Archbishop Diarmuid Martin seeks end to 'evil' violence in Dublin

The leader of the Catholic Church in Dublin has called on the city’s people to break the chain of hate and evil which has led to another two gun murders.
Archbishop of Dublin Diarmuid Martin said a strong alliance was needed to prevent parts of the inner city being abandoned by its good and honest men, women and children.


He urged people to brand those behind the spiralling gangland violence and killings as “despicable” and “evil”.
“Dublin needs a courageous coalition of strong people who are not afraid to call violence what it is: evil,” he said.

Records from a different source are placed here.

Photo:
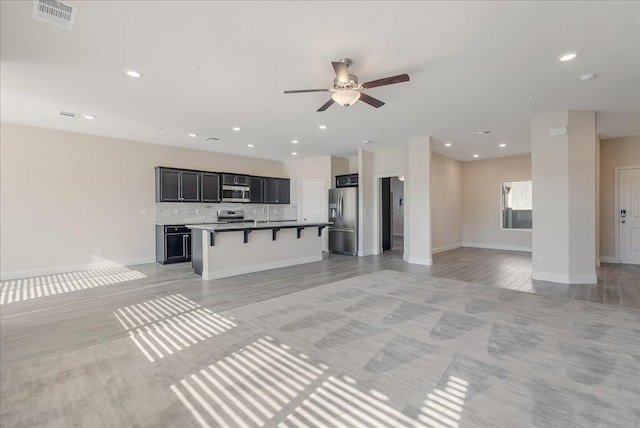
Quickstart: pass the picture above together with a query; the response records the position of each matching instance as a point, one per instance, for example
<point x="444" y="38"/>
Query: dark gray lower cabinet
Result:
<point x="173" y="244"/>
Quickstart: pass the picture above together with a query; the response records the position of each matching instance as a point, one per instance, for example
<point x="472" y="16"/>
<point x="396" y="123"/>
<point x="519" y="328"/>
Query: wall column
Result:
<point x="417" y="208"/>
<point x="563" y="165"/>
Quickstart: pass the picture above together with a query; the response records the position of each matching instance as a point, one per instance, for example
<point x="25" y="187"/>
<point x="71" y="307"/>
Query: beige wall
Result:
<point x="397" y="188"/>
<point x="564" y="197"/>
<point x="614" y="153"/>
<point x="307" y="169"/>
<point x="481" y="202"/>
<point x="367" y="212"/>
<point x="65" y="196"/>
<point x="417" y="210"/>
<point x="446" y="203"/>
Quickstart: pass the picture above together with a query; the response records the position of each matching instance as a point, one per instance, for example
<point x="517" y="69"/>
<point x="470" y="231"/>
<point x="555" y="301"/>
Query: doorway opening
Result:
<point x="392" y="213"/>
<point x="628" y="215"/>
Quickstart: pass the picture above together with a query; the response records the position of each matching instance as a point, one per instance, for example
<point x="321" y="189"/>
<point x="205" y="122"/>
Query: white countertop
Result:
<point x="255" y="225"/>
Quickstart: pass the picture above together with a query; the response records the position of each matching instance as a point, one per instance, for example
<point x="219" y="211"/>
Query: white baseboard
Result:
<point x="418" y="261"/>
<point x="446" y="248"/>
<point x="496" y="246"/>
<point x="99" y="263"/>
<point x="564" y="279"/>
<point x="240" y="270"/>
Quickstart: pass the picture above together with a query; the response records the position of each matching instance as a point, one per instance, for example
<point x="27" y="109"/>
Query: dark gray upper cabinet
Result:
<point x="175" y="185"/>
<point x="277" y="191"/>
<point x="190" y="186"/>
<point x="349" y="180"/>
<point x="183" y="185"/>
<point x="256" y="189"/>
<point x="235" y="180"/>
<point x="210" y="187"/>
<point x="167" y="185"/>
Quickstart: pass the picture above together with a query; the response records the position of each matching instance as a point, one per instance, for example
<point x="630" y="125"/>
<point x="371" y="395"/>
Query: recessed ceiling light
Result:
<point x="587" y="76"/>
<point x="568" y="56"/>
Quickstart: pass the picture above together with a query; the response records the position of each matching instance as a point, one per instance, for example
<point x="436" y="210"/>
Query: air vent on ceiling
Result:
<point x="69" y="114"/>
<point x="55" y="12"/>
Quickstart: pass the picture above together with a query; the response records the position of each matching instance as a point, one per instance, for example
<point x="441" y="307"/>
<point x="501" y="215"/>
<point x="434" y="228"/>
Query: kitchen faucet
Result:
<point x="268" y="211"/>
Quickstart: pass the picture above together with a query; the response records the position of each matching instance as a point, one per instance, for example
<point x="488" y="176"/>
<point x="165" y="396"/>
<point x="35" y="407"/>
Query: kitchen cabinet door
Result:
<point x="284" y="191"/>
<point x="256" y="192"/>
<point x="277" y="191"/>
<point x="168" y="185"/>
<point x="175" y="185"/>
<point x="190" y="189"/>
<point x="210" y="187"/>
<point x="270" y="191"/>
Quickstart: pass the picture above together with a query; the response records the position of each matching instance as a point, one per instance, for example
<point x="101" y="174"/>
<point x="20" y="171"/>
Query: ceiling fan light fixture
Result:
<point x="346" y="97"/>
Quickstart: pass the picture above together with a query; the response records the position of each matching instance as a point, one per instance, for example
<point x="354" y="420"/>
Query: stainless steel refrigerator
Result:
<point x="343" y="213"/>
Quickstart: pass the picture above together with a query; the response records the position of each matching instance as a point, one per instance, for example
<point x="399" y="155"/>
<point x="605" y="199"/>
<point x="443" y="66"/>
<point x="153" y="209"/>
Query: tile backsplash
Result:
<point x="185" y="213"/>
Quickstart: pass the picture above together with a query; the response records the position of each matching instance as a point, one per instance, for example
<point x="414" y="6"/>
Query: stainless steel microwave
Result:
<point x="235" y="194"/>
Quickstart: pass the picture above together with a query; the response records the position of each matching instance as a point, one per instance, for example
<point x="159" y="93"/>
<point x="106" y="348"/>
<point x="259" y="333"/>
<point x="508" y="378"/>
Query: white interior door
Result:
<point x="629" y="215"/>
<point x="315" y="204"/>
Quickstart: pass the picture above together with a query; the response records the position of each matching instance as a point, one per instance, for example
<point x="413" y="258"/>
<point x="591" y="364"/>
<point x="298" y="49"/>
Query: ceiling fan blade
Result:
<point x="298" y="91"/>
<point x="342" y="71"/>
<point x="326" y="105"/>
<point x="370" y="100"/>
<point x="386" y="81"/>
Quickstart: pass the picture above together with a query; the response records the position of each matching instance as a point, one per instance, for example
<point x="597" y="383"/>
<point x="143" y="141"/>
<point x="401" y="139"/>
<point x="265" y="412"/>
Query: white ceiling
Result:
<point x="209" y="66"/>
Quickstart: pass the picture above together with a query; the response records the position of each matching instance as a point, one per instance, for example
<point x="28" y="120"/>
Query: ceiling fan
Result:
<point x="346" y="89"/>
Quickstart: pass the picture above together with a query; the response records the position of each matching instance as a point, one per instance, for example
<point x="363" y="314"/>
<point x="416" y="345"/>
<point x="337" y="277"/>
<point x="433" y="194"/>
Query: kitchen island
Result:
<point x="223" y="250"/>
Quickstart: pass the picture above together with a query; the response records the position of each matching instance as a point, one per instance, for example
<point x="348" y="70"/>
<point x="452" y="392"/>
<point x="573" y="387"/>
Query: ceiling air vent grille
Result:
<point x="55" y="12"/>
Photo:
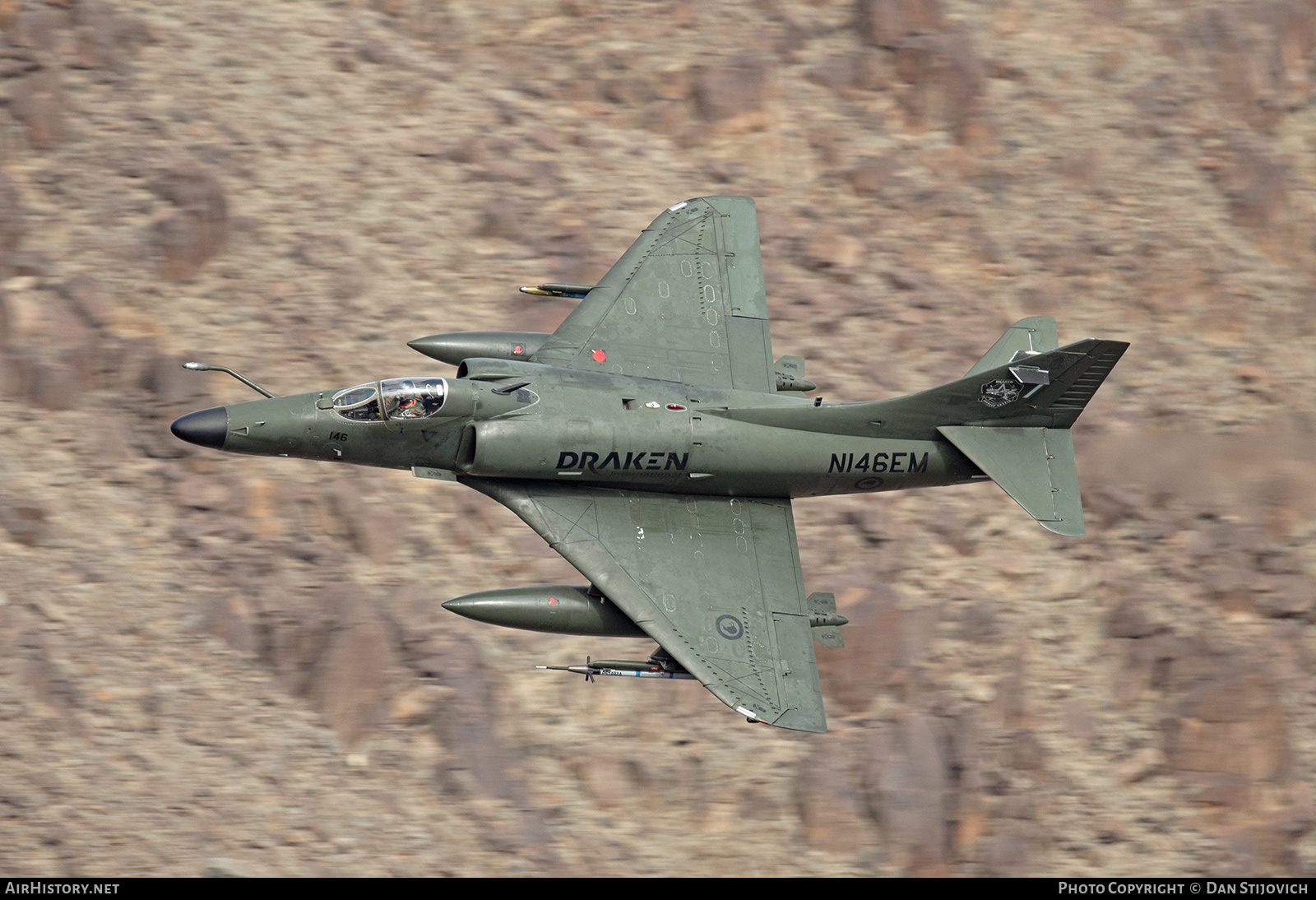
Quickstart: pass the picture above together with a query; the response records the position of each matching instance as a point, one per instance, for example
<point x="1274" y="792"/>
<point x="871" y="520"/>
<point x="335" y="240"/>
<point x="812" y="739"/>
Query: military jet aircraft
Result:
<point x="655" y="443"/>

“Dublin needs a coalition of strong people who are not afraid to call the sponsors of this violence what they are: despicable and evil.
“Hatred and evil easily become a chain and those who resort to such violence feel that they are the strong ones. We need to form a strong alliance of all those who oppose violence on our streets.
“We cannot abandon the good honest men, women and children of parts of our inner city.”
Archbishop Martin issued the statement following two gun murders within two hours of each other – the sixth and seventh deaths on the streets of the capital this year linked to gangland feuds, vendettas, organised crime and personal disputes.
He said everyone has a duty to act and he pleaded for people with information on crime to bring it to gardai.
“The elderly live in fear. Their children are exposed to carnage on their streets,” Archbishop Martin said.
“Their neighbourhood is being vilified; they are held to ransom by despicable people involved in the rackets of death.
“The promoters of violence think that they can impose their interests on society: we have to show them that together we are stronger than them and that we can bring them down.”
Archbishop Martin previously spoke out to condemn two other murders in the Kinahan-Hutch war.
In February he called on “mothers and grandmothers” of those involved to appeal to their humanity and urge them to step back from the feared spiral of violence.
He spoke out after taxi driver Eddie Hutch was shot dead at home in Dublin’s north inner city in an apparent retaliation for a fatal gun attack at the Regency Hotel last Friday.
A month later he used his Holy Thursday homily to condemn the murder of Noel Duggan, an old associate of Gerry “The Monk” Hutch, in the driveway of his home in Ratoath, Co Meath.
The Archbishop reiterated his pleas for the violence to stop.
“Everyone has a responsibility,” he said. “Those who cultivate violence thrive on our silence.
“We have to unite to undermine them and their business and not close our eyes to what we know.”
The Archbishop also recalled the words of Martin Luther King on putting an end to violence, who said “somewhere somebody must have a little sense” and that the “strong person is the person who can cut off the chain of hate, the chain of evil”.